Bung Karno, kata Emha Ainun Nadjib, hanyalah satu penggalan kecil dari sejarah panjang peradaban Nusantara. Namun, ia adalah tonggak terbesar eksistensi Indonesia. Bung Karno adalah monumen besar kehormatan dan jiwa agung bangsa Indonesia.

Bagaimana bangsa Indonesia memaknai sejarahnya bahwa mereka pernah memiliki, mengagumi dan mencintai orang besar seperti Bung Karno? Seberapa besar kesungguh-sungguhan mereka untuk benar-benar mendengarkan dan belajar kepada beliau?

“Apakah bangsa Indonesia punya kesetiaan untuk menjalankan aspirasi-aspirasi kebangsaan beliau? Juga punya keteguhan dan disiplin untuk mempertahankan pemikiran beliau dalam menjalankan Pemerintahan dan pembangunannya?” ucap Cak Nun (Emha Ainun Nadjib) dalam tulisannya Pengkhianatan Terhadap Bung Karno.

Tak hanya di dalam negeri, sepak terjang Bung Karno di kancah internasional pun telah diakui negara-negara dunia. Sesuai kalimat yang tertera dalam Pembukaan UUD 1945, ‘…ikut melaksanakan ketertiban dunia yang berdasarkan kemerdekaan…’

Pengamat Politik dari Universitas Muhammadiyah Malang, Hutri Agustino menganggap Bung Karno sebagai seorang visioner.

Bung Karno memberikan cendera mata keris kepada Fidel Castro saat berkunjung ke Havana, Kuba pada 1960. (Life)

“Saat dunia terbelah dengan pemikiran liberal dan kapitalis yang diusung negara-negara blok barat dan komunis sosialis yang diusung negara-negara blok timur, Bung Karno justru tampil sebagai salah satu pelopor menciptakan gerakan Non-Blok,” kata Hutri kepada VOI beberapa waktu lalu.

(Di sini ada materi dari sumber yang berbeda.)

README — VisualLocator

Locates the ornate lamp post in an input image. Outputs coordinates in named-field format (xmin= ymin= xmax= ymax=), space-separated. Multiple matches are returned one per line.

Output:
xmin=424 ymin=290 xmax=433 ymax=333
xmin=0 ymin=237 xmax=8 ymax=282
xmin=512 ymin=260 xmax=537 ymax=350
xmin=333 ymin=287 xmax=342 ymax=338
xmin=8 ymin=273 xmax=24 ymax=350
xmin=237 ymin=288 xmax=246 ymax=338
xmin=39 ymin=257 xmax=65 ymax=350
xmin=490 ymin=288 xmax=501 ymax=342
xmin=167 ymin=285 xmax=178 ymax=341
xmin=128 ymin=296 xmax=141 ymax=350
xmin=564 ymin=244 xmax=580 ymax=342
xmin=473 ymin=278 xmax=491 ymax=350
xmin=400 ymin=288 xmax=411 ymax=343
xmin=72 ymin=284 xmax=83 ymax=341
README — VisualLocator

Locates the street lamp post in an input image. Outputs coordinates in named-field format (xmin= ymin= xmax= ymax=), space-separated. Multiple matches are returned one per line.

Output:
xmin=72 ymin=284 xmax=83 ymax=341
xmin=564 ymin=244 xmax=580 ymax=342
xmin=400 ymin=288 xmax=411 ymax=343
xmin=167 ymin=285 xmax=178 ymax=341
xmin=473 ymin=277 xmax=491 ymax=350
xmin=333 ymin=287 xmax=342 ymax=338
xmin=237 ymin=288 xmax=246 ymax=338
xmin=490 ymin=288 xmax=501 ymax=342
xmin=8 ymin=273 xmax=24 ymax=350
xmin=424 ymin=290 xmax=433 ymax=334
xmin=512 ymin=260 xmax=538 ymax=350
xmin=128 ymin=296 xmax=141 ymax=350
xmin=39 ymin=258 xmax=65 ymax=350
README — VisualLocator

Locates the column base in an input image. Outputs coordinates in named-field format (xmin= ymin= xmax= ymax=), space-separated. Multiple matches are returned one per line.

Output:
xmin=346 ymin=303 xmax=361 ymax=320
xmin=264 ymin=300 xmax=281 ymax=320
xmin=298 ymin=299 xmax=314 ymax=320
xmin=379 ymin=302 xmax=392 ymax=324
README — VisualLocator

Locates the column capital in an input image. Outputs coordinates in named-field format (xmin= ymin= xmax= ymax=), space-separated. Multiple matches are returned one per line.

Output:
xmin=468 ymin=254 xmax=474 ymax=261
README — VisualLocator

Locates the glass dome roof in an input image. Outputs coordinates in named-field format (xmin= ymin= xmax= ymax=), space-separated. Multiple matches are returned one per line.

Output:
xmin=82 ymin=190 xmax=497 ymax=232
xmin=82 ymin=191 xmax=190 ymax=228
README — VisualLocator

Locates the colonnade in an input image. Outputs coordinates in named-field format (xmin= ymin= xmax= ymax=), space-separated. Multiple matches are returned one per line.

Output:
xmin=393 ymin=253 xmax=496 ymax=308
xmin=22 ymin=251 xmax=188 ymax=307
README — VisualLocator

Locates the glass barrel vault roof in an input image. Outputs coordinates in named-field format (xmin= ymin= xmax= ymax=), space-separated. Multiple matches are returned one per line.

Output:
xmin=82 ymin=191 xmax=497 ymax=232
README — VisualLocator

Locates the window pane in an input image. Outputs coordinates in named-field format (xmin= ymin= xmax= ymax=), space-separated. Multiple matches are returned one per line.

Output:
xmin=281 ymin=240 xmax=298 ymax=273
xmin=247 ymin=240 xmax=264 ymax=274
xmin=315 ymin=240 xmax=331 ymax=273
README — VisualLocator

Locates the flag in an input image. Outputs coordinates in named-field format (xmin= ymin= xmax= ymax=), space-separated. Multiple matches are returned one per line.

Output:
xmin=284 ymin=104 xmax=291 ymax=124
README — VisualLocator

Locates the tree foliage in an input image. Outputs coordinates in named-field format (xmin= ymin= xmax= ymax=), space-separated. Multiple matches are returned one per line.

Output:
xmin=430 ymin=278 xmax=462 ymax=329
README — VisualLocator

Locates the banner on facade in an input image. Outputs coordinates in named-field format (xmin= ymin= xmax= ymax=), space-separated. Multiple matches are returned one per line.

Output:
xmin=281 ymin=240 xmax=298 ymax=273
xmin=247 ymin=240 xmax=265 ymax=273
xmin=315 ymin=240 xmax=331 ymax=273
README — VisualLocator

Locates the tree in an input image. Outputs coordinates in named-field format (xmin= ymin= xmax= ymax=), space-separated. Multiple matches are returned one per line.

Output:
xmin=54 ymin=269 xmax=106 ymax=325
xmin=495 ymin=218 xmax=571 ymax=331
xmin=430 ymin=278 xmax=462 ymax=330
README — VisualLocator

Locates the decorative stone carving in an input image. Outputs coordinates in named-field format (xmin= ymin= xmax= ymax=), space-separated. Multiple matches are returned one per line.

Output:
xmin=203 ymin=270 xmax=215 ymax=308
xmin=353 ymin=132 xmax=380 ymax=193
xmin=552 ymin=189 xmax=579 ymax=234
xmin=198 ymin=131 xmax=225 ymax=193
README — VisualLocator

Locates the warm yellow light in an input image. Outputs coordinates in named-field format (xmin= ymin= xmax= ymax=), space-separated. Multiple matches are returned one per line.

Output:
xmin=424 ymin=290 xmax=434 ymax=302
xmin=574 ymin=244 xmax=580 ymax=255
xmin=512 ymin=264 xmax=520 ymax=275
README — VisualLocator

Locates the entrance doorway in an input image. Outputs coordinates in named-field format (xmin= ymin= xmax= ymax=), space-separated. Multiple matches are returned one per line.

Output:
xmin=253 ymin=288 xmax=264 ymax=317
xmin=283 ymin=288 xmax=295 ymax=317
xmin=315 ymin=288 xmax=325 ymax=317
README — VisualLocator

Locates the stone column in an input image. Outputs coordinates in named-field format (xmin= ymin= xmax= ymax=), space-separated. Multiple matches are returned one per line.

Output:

Dengan mengusung konsep politik luar negeri bebas aktif, bebas menentukan sikap dan kebijaksanaan terhadap permasalahan internasional dan tidak mengikatkan diri secara apriori pada satu kekuatan dunia serta secara aktif, Bung Karno telah menjadikan Indonesia yang kala itu baru merdeka sebagai negara yang disegani.

Karismanya telah mendunia. Sejumlah negara bahkan mengabadikan namanya sebagai simbol penghargaan. Di Mesir, Bung Karno diabadikan sebagai nama jalan di daerah Agouza, Giza. Juga di Maroko, Jalan Rue Soekarno di Rabat.

Di Pakistan, sebagai nama tempat Soekarno Square Khyber Bazar di Pheswar dan Soekarno Bazar di Lahore. Di Rusia, sebagai nama Masjid di Kota Saint Petersburg.  Sedangkan Kuba, mengabadikan nama Bung Karno sebagai gambar perangko resmi saat hari ulang tahun ke-80 Fidel Castro.

Selamat Hari Pahlawan. Pahlawanku, teladanku.